Now Ponter is stuck in our world, where he emerged into the heavy water tank of a neutrino detector deep in a nickel mine in northern Ontario. Reuben Montego, a medical doctor, and Mary Vaughn, a very distinguished geneticist who has done work on recovered Neanderthal DNA, are two of his major allies in this world, but he's facing a huge challenge, building a new life for himself, isolated from everything he's ever known. And since Neanderthal society is much lower-density, the total Neanderthal population much lower, and they never developed agriculture but instead have systemitized hunter-gatherer food collection and distribution, modern industrial civilization with a population in the billions, is very tough for him to quickly absorb.

Meanwhile, back home in the Neanderthal world, the woman-mate of Ponter's late woman-mate has accused Adikor of murdering Ponter. She's not deterred by the lack of a body; Adikor was the only person there when he disappeared, Adikor has a volatile temper, and Adikor, to her way of thinking, must have been jealous of Ponter's greater prominence in their shared profession.

Also, Adikor can't explain quantum physics in a way that makes sense to an adjudicator who was apparently never required to study any science.

There's a lot to like about this book. The science is interesting, though not as new and startling as it was in 2002, and the Neanderthal society is really, really interesting. And who can dislike a world where woolly mammoths still roam North America?

But I do have some problems with it, too.

I won't deal with Mary Vaughn's rape and its aftermath, as others have done that at some length.

It's more than a mite annoying that the contrast between our society and Ponter's is largely used as an opportunity for one-sided criticism of ours. H. sapiens hunted most of the megafauna to extinction. (This is no longer believed to be true.) H. sapiens wiped out H. neanderthalis. (This is no longer believed to be true, and with another decade of research, we now know there was interbreeding among Sapiens, Neanderthals, and Denisovans.) We still have violent crime. We do not successfully feed all of our very large population. We pollute the air. And, oh dear, we have religion.

What's interesting is that Ponter assumes without question that H. sapiens wiped out H. neanderthalis in our world, and H. sapiens wiped out H. sapiens in his world. It would seem that there's another possibility, especially since the means by which the Neanderthals have effectively culled violent behavior from their genome could not possibly have begun until they had advanced scientifically enough to reason out the genetics.

What's annoying is the discussion of religion between Ponter and Mary. Mary's a Catholic as well as a world-class geneticist, and might reasonably be expected to have a slightly more sophisticated understanding of religion. It's treated as an unquestionable fact that religious believers believe that religion, belief in God, is a necessary precursor of morality. That's a belief that is troublesome in many ways as well as demonstrably false. But having been raised Catholic myself, albeit in a different country than Mary was, I was taught that, on the contrary, the moral impulse comes first. "If anyone says "I love God," and hates his brother, he is a liar, because he who does not love his brother whom he has seen, cannot love God whom he has not seen." 1 John 4:20 (English Standard Version) In short, that the innate moral impulse is a necessary, but not a sufficient, condition for belief in God.
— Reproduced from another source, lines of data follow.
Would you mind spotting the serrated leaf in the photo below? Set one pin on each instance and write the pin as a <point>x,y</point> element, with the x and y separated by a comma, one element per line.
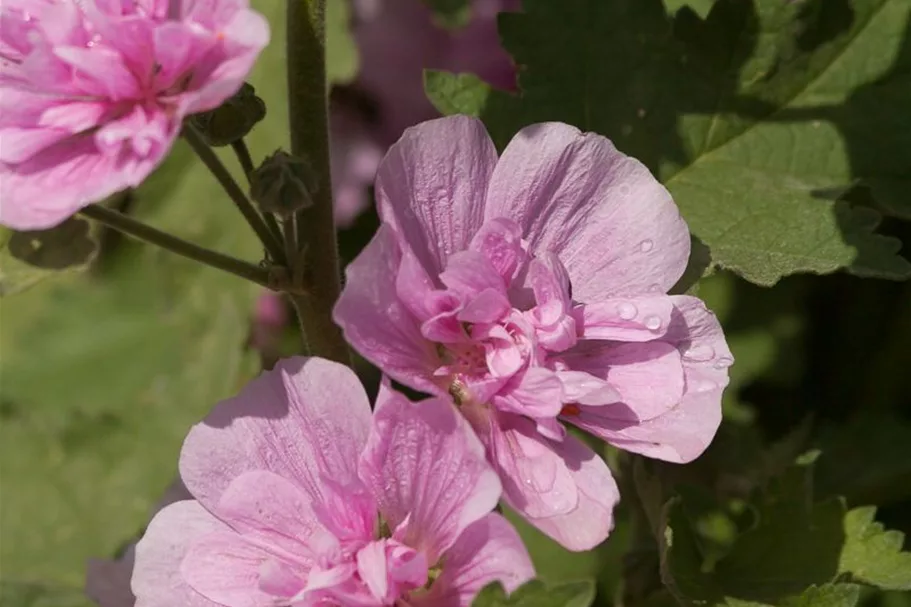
<point>341,52</point>
<point>872,554</point>
<point>758,119</point>
<point>26,258</point>
<point>537,594</point>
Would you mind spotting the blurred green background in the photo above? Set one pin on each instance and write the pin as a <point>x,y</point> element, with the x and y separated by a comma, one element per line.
<point>104,371</point>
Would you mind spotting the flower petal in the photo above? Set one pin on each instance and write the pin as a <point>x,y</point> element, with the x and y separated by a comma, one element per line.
<point>377,323</point>
<point>305,419</point>
<point>562,488</point>
<point>681,434</point>
<point>157,580</point>
<point>427,467</point>
<point>488,551</point>
<point>642,318</point>
<point>614,227</point>
<point>431,185</point>
<point>648,377</point>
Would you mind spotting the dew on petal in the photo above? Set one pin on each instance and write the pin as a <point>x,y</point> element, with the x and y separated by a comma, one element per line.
<point>627,311</point>
<point>652,323</point>
<point>699,354</point>
<point>724,362</point>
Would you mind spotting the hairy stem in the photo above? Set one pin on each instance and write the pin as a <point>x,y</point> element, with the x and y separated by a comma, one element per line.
<point>306,51</point>
<point>146,233</point>
<point>210,159</point>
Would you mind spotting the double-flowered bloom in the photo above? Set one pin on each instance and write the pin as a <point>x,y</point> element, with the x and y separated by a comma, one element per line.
<point>94,92</point>
<point>532,289</point>
<point>302,497</point>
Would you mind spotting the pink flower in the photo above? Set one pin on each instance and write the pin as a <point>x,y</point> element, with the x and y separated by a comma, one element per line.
<point>301,499</point>
<point>532,288</point>
<point>396,41</point>
<point>93,92</point>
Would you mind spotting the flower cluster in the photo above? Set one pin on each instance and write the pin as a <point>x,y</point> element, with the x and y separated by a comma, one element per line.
<point>94,93</point>
<point>523,293</point>
<point>532,288</point>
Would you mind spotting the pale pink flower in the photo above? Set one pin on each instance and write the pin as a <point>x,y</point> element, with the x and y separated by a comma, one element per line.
<point>93,92</point>
<point>532,288</point>
<point>301,498</point>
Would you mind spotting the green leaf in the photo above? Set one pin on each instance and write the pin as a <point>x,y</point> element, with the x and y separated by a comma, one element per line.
<point>872,554</point>
<point>758,119</point>
<point>104,372</point>
<point>450,14</point>
<point>341,52</point>
<point>26,258</point>
<point>829,595</point>
<point>537,594</point>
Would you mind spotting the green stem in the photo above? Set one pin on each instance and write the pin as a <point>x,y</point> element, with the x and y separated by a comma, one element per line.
<point>308,99</point>
<point>210,159</point>
<point>147,233</point>
<point>246,162</point>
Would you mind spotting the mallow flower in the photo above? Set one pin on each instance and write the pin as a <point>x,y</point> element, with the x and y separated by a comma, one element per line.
<point>532,289</point>
<point>301,497</point>
<point>93,92</point>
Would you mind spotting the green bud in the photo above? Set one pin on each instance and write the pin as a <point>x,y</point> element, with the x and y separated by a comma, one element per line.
<point>233,119</point>
<point>283,184</point>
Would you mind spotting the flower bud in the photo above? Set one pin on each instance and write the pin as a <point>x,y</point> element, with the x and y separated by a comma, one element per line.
<point>283,184</point>
<point>233,119</point>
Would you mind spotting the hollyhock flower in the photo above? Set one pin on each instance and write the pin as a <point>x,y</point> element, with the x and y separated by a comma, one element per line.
<point>301,498</point>
<point>396,41</point>
<point>532,289</point>
<point>93,92</point>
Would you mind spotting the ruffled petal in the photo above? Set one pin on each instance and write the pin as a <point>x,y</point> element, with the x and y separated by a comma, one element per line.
<point>614,227</point>
<point>157,580</point>
<point>488,551</point>
<point>427,471</point>
<point>431,185</point>
<point>377,323</point>
<point>306,419</point>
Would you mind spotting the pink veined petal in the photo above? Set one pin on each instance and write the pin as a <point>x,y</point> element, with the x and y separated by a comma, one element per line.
<point>488,551</point>
<point>431,187</point>
<point>614,227</point>
<point>647,376</point>
<point>592,520</point>
<point>536,482</point>
<point>642,318</point>
<point>77,174</point>
<point>537,393</point>
<point>500,241</point>
<point>376,322</point>
<point>157,580</point>
<point>226,568</point>
<point>469,273</point>
<point>684,432</point>
<point>305,419</point>
<point>101,72</point>
<point>245,36</point>
<point>424,464</point>
<point>271,511</point>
Robert J. Sawyer is a smart guy, and knows how to do research. Perhaps he didn't realize he needed to do research on this. Certainly, if he had incorporated this view of the relationship between religion and morality, as taught by the religion Mary is said to believe in, it would have made Mary's position in that discussion rather stronger--perhaps uncomfortably so, for the agenda Mr. Sawyer seems to have been pursuing.

Now, it's not that he portrays the Neanderthals as perfect. By no means. It's just that Neanderthal failings seem to be matters of individual character, while Sapiens failings are shown as systemic and pervasive, despite the fine characters of Ponter's friends in this universe.

I think the ideological blinders do weaken the story and the book overall, but I like Ponter, Adikor, and their friends on both sides of the portal, and overall I enjoyed the book.

Recommended with reservations.

Something went wrong. Please try again in a few minutes.

You voted on this review!

You reported this review!

  • Overall
    5 out of 5 stars
  • Performance
    5 out of 5 stars
  • Story
    5 out of 5 stars

True Science Fiction

Follows the grand tradition of great science fiction. It examines Humanity's cultures and ethics. Bravo!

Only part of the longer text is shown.